Resenha – A diferença invisível
A “diferença invisível” é um quadrinho de Mademoiselle Caroline e Jullie Dachez, com tradução de Renata Silveira, produzido pela editora Nemo.
Traz a história de Marguerite, uma jovem que se descobre autista tardiamente, aos 27 anos.
A HQ começa mostrando o cotidiano de Marguerite com alguns sinais comuns no autismo. Ela sai sempre nos mesmos horários e mantém a mesma rotina no trajeto até o trabalho. Qualquer alteração tem um custo importante na sua energia, principalmente se estiver relacionada às interações sociais – como quando aparece algum vizinho querendo conversar.

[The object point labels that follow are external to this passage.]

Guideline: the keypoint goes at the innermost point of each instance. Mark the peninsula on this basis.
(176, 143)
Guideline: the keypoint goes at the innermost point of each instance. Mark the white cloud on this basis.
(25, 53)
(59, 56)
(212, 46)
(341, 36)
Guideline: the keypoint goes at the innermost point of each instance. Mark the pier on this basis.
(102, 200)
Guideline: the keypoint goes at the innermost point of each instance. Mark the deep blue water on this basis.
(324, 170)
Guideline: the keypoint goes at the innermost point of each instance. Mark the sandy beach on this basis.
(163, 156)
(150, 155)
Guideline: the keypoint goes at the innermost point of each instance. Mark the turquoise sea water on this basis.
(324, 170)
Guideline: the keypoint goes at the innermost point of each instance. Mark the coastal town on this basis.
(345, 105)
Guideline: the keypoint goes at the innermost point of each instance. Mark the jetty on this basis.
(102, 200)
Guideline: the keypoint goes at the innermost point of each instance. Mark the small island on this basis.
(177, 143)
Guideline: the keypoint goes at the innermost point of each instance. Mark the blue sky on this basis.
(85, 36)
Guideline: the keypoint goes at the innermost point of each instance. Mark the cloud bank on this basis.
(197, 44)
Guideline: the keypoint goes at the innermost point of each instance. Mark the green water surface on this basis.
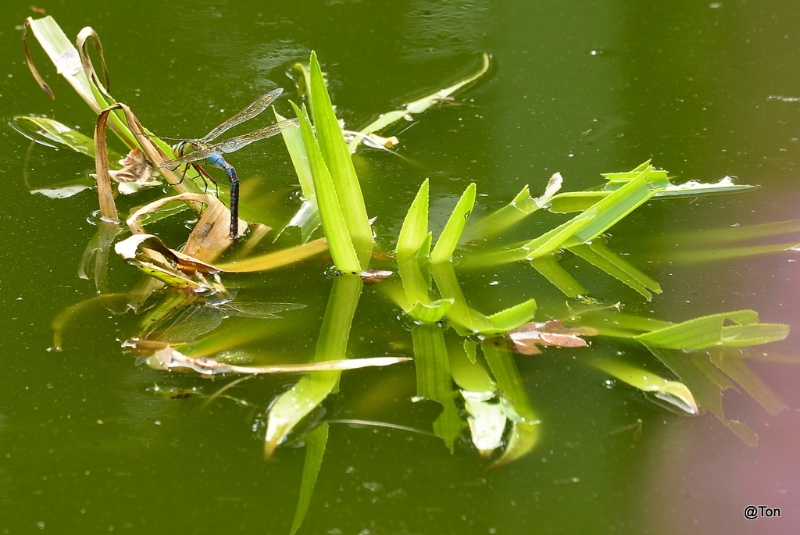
(705, 89)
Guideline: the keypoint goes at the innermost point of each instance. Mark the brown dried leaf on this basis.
(136, 173)
(527, 337)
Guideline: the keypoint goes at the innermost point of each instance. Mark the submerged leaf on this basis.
(434, 381)
(54, 131)
(550, 333)
(315, 441)
(673, 392)
(732, 329)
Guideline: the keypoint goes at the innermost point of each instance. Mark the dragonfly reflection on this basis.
(182, 319)
(193, 150)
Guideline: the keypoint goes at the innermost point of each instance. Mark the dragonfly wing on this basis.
(194, 156)
(235, 143)
(259, 105)
(256, 309)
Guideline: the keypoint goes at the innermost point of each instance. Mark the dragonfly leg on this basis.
(206, 178)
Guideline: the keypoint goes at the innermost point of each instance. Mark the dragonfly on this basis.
(189, 151)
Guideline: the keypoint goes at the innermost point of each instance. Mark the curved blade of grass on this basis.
(63, 54)
(460, 314)
(56, 132)
(601, 257)
(307, 217)
(673, 392)
(519, 208)
(600, 217)
(448, 240)
(706, 383)
(276, 259)
(315, 441)
(415, 225)
(710, 331)
(432, 312)
(422, 104)
(333, 221)
(340, 164)
(513, 317)
(434, 381)
(292, 406)
(526, 426)
(734, 366)
(548, 267)
(576, 201)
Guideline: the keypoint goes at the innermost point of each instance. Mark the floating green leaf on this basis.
(448, 240)
(732, 329)
(433, 380)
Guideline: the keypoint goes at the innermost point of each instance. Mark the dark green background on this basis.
(705, 89)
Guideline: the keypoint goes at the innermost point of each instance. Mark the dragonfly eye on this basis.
(179, 148)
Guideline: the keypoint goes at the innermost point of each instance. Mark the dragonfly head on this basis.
(181, 148)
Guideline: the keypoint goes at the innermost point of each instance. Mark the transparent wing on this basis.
(254, 309)
(235, 143)
(246, 114)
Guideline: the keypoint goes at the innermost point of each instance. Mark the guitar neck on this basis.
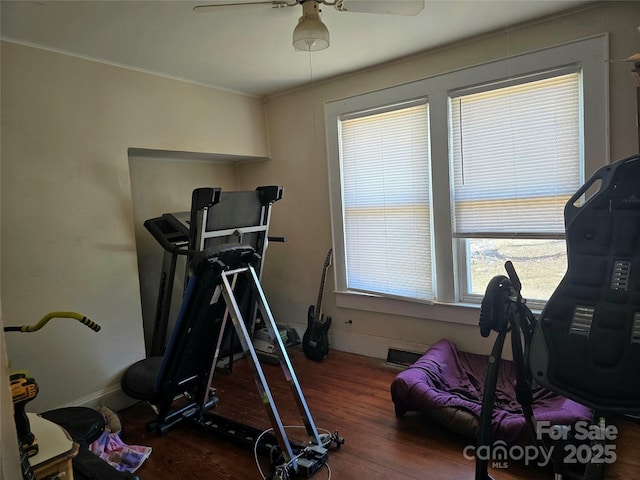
(318, 310)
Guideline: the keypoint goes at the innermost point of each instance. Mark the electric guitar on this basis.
(315, 341)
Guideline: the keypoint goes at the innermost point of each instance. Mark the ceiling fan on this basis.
(311, 34)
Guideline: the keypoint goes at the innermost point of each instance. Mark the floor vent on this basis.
(401, 357)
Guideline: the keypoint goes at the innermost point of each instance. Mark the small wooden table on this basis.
(55, 450)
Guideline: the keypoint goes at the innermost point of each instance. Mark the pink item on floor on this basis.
(122, 457)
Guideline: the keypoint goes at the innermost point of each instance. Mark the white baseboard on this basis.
(367, 345)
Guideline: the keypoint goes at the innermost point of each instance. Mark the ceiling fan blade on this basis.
(230, 6)
(386, 7)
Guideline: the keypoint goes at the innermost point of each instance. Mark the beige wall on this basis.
(68, 237)
(292, 272)
(68, 229)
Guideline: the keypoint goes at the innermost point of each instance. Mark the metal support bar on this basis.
(261, 382)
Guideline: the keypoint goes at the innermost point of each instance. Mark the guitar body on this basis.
(315, 341)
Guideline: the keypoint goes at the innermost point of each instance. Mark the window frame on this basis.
(590, 54)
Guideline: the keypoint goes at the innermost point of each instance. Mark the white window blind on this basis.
(516, 157)
(386, 201)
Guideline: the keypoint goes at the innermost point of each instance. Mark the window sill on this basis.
(463, 313)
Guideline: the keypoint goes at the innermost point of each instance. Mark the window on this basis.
(386, 202)
(516, 159)
(435, 183)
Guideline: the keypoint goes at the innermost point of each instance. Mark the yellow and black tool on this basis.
(24, 388)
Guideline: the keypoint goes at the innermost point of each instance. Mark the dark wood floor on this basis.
(348, 393)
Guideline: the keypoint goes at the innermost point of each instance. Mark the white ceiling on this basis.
(249, 50)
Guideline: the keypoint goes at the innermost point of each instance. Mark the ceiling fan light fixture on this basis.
(310, 35)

No trabalho, Marguerite tem um ótimo desempenho, mas é cobrada a manter mais interações com os colegas para “não pegar mal”. Ela é vista pelos outros como alguém esquisita.
Marguerite sofre com os barulhos que passam despercebidos pela maioria das pessoas. Se manter em ambientes cheios e barulhentos a deixam superestressada, o que fica evidente nas cenas em que a página vai ficando cada vez mais vermelha.
Na primeira parte da história, Marguerite se vê desencaixada, tendo interesses específicos que mais ninguém acompanha e necessidades que soam como manias estranhas para os outros. Ela tem um namorado que cobra que ela esteja em festas e outras situações sociais e que não entende o quanto lhe custa fazer o que ele propõe. Quando eles rompem, ela começa a buscar pela internet e chega até a síndrome de Asperger*.
Esse foi um importante ponto de virada, que começou ainda com muita incompreensão por parte de alguns profissionais e antigos amigos, mas que aos poucos foi se tornando uma incrível jornada de autodescoberta, respeito por si mesma e busca de uma vida que fizesse mais sentido.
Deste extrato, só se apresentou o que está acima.